Regular readers will recall that we have been watching developments regarding NICE fairly closely.

In particular, you may recall our pieces about:

The creation of a national cancer drugs fund to undermine NICE

Earl Howe declaring NICE “somewhat redundant”

Health Secretary Andrew Lansley confirming the intent to shift to value-based pricing, which doesn’t work

NICE CE Andrew Dillon’s email to colleagues revealing NICE themselves didn’t know anything about these proposed changes

Heath Minister Earl Howe’s difficulties in clarifying the future role of NICE

This report of various comments on NICE’s future by ABPI DG Richard Barker and NICE CE Andrew Dillon at the Wellards annual conference

Word is now coming out of the Department of Health that a change of course is under way over the plans for NICE.

Health Secretary Andrew Lansley will make an announcement in the next few weeks.

U-turn or makeover?
Will the change be a genuine rowing-back from the plan to excise NICE’s explicit role in making rationing decisions for the NHS?

Or will it be about SoS Lansley saving political face, tweaking rhetoric and asking NICE to take the lead on non-binding value-based pricing ‘advice’?

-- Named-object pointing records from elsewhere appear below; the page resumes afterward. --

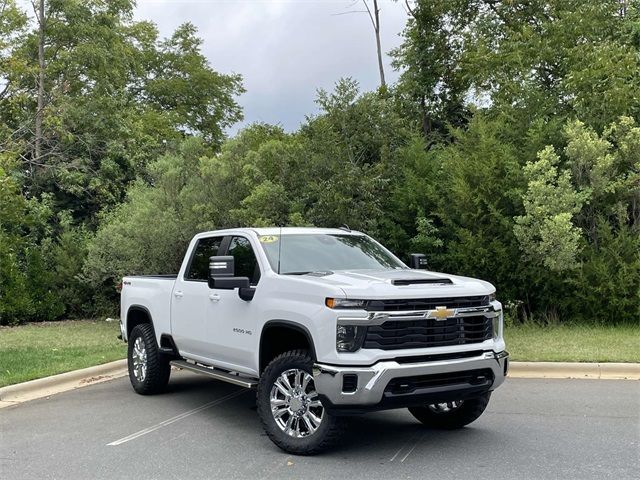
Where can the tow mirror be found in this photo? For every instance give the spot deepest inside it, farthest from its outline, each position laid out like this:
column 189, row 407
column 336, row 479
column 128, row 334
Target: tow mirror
column 419, row 261
column 221, row 276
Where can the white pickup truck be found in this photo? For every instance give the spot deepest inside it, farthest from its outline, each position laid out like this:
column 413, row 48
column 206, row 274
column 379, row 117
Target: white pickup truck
column 323, row 323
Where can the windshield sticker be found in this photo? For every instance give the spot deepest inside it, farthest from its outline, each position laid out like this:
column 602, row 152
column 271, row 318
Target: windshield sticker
column 268, row 238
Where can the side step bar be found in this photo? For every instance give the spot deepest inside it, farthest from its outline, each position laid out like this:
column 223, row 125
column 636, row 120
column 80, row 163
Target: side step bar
column 217, row 374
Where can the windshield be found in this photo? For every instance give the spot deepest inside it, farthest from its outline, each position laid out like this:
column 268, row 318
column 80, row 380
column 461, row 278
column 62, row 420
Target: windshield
column 306, row 253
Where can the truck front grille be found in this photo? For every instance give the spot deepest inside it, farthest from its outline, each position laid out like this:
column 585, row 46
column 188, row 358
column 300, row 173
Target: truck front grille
column 403, row 334
column 425, row 303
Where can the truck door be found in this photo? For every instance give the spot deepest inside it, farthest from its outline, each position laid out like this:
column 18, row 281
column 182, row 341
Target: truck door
column 231, row 321
column 190, row 300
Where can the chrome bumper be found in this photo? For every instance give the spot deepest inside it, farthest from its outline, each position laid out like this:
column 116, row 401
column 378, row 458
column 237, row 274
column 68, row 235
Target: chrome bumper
column 373, row 380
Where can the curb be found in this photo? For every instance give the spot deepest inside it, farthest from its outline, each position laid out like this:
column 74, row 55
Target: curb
column 43, row 387
column 598, row 371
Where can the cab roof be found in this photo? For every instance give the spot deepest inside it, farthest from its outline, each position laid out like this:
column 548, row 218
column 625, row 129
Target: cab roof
column 283, row 231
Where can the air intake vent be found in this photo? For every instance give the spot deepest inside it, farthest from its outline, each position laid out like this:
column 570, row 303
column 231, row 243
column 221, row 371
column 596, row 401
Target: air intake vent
column 428, row 281
column 349, row 383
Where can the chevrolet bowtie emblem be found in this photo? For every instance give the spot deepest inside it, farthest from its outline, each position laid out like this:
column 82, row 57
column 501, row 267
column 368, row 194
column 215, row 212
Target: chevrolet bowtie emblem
column 441, row 313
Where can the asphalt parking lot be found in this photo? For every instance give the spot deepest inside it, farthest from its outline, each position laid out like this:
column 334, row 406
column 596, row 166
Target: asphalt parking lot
column 582, row 429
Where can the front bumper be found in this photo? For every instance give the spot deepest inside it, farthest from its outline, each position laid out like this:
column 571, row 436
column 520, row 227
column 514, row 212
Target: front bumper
column 435, row 381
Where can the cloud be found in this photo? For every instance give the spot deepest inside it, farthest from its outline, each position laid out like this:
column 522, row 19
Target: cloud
column 285, row 50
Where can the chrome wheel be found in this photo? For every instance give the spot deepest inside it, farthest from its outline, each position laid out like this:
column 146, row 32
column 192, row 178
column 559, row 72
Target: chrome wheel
column 295, row 405
column 139, row 357
column 445, row 407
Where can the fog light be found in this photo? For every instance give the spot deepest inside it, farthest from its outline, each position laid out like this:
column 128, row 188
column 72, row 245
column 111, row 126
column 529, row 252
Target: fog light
column 349, row 338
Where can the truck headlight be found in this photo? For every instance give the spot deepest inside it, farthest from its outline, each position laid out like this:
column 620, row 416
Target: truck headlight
column 349, row 338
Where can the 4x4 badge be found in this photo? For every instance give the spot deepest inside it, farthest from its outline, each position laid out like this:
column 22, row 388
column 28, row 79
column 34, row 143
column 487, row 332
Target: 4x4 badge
column 441, row 313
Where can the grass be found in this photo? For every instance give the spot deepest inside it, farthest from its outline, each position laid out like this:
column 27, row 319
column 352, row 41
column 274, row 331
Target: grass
column 41, row 349
column 574, row 343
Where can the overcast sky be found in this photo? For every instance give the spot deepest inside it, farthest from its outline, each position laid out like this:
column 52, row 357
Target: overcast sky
column 284, row 49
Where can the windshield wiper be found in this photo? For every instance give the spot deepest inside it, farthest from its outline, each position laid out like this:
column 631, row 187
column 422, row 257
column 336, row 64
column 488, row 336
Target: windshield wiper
column 319, row 273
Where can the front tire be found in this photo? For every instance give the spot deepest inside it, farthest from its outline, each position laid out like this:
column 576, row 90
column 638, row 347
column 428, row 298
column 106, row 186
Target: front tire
column 149, row 370
column 292, row 415
column 451, row 415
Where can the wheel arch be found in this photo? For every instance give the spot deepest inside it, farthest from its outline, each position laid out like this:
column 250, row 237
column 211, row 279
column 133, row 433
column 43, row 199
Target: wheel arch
column 137, row 315
column 279, row 336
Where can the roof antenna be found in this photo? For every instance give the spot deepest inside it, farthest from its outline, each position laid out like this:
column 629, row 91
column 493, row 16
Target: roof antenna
column 279, row 248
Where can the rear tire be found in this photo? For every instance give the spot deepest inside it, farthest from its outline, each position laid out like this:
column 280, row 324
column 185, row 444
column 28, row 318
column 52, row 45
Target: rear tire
column 451, row 417
column 149, row 370
column 288, row 405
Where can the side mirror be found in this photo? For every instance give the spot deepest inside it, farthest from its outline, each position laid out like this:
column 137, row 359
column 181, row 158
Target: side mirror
column 418, row 261
column 221, row 276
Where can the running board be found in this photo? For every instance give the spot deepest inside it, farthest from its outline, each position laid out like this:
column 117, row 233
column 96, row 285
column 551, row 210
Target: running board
column 217, row 374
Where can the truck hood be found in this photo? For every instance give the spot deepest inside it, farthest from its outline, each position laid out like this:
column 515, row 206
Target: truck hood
column 408, row 283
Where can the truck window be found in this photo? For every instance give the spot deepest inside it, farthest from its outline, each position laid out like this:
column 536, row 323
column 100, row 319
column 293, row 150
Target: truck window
column 199, row 266
column 245, row 260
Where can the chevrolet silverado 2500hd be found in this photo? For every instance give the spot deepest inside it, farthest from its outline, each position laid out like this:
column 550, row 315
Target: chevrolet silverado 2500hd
column 323, row 323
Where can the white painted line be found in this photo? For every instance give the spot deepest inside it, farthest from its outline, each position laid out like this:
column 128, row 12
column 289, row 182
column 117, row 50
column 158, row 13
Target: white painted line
column 412, row 448
column 406, row 444
column 153, row 428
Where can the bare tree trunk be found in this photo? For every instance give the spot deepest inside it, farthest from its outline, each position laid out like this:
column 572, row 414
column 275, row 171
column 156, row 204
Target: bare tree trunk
column 41, row 66
column 375, row 21
column 376, row 11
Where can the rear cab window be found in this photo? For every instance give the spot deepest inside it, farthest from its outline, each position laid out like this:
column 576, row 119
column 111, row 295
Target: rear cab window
column 245, row 259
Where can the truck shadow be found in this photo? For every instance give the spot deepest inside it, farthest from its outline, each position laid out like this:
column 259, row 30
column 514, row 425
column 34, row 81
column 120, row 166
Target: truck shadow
column 392, row 435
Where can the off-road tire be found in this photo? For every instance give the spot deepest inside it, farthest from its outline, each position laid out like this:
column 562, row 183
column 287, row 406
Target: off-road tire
column 329, row 430
column 158, row 368
column 468, row 412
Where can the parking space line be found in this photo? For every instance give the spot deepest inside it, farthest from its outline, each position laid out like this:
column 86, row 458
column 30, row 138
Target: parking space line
column 414, row 438
column 412, row 448
column 171, row 420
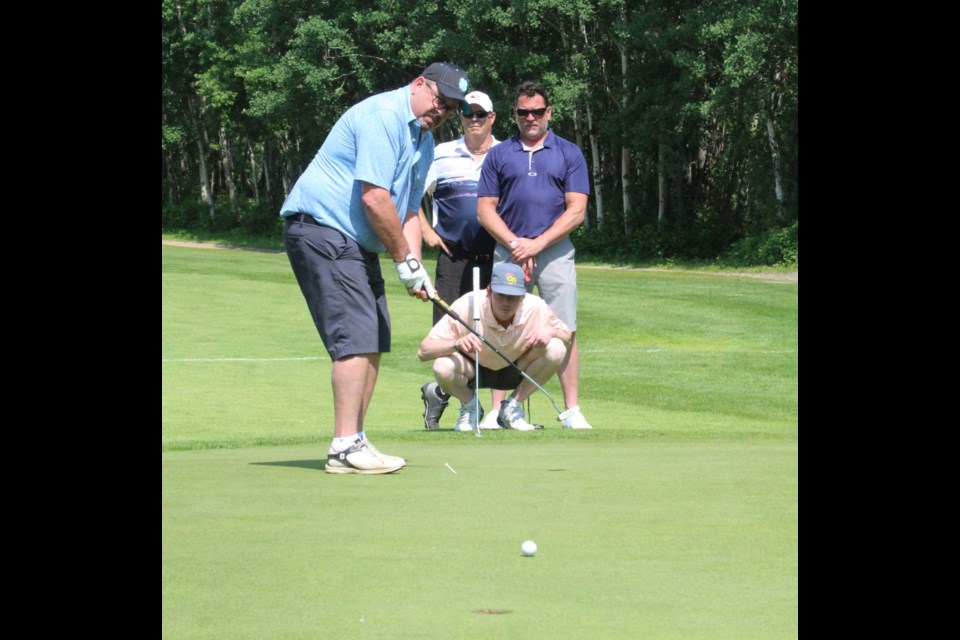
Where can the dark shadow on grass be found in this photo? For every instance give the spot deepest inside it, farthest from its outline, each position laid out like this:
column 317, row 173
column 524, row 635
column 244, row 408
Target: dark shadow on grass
column 302, row 464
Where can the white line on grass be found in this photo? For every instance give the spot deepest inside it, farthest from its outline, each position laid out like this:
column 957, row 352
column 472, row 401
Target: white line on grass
column 239, row 359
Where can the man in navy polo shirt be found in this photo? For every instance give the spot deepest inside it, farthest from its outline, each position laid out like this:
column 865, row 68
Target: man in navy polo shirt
column 532, row 194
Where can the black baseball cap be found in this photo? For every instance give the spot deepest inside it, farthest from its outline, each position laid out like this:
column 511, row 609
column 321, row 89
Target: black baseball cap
column 452, row 81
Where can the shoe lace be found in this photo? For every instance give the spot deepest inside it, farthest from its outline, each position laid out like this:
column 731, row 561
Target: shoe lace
column 369, row 447
column 513, row 411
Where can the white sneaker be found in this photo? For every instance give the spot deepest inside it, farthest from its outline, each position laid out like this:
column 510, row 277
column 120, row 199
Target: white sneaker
column 388, row 459
column 362, row 457
column 573, row 419
column 490, row 422
column 465, row 420
column 512, row 416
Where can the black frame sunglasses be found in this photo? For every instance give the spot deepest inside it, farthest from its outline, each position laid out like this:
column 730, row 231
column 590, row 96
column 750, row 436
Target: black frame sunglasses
column 468, row 113
column 523, row 113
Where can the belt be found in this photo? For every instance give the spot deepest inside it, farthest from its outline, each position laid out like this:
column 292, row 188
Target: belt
column 479, row 258
column 303, row 217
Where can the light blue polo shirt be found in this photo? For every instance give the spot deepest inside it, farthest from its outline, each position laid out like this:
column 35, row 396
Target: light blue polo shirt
column 377, row 141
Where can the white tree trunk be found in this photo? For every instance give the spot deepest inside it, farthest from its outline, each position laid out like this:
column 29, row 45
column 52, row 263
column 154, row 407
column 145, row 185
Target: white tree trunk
column 226, row 164
column 661, row 188
column 253, row 173
column 625, row 167
column 206, row 193
column 775, row 153
column 595, row 153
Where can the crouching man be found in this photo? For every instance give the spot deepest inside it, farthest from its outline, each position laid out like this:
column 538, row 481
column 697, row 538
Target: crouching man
column 520, row 325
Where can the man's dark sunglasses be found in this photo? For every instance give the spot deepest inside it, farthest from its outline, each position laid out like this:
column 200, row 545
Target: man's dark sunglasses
column 523, row 113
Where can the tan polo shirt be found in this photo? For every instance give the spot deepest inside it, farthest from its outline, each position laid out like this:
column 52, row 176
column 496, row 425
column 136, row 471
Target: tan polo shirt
column 533, row 313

Until the actual announcement is out, in black-and-white, we are not going to know. The former would be meaningful change; the latter would not.

Rationing is going to be a scaldingly hot potato over coming years, as Dr Clare Gerada of the RCGP explicitly acknowledges in her Guardian interview.

GPs are generally neither stupid nor financially illiterate. Any idea that GP commissioning consortia will want to take on this explicit rationing role, in the face of the pharma industry’s lobbying heft and patient power, is deep into biscuit contraceptive territory. It’s fucking crackers.

NICE is not perfect, but it is certainly not broke, and the Coalition’s plans to fix it have attracted very little support. The facts of economic life of NHS rationing have certainly not changed.

A change of mind on this would be a clear sign that SoS Lansley is waving, not drowning.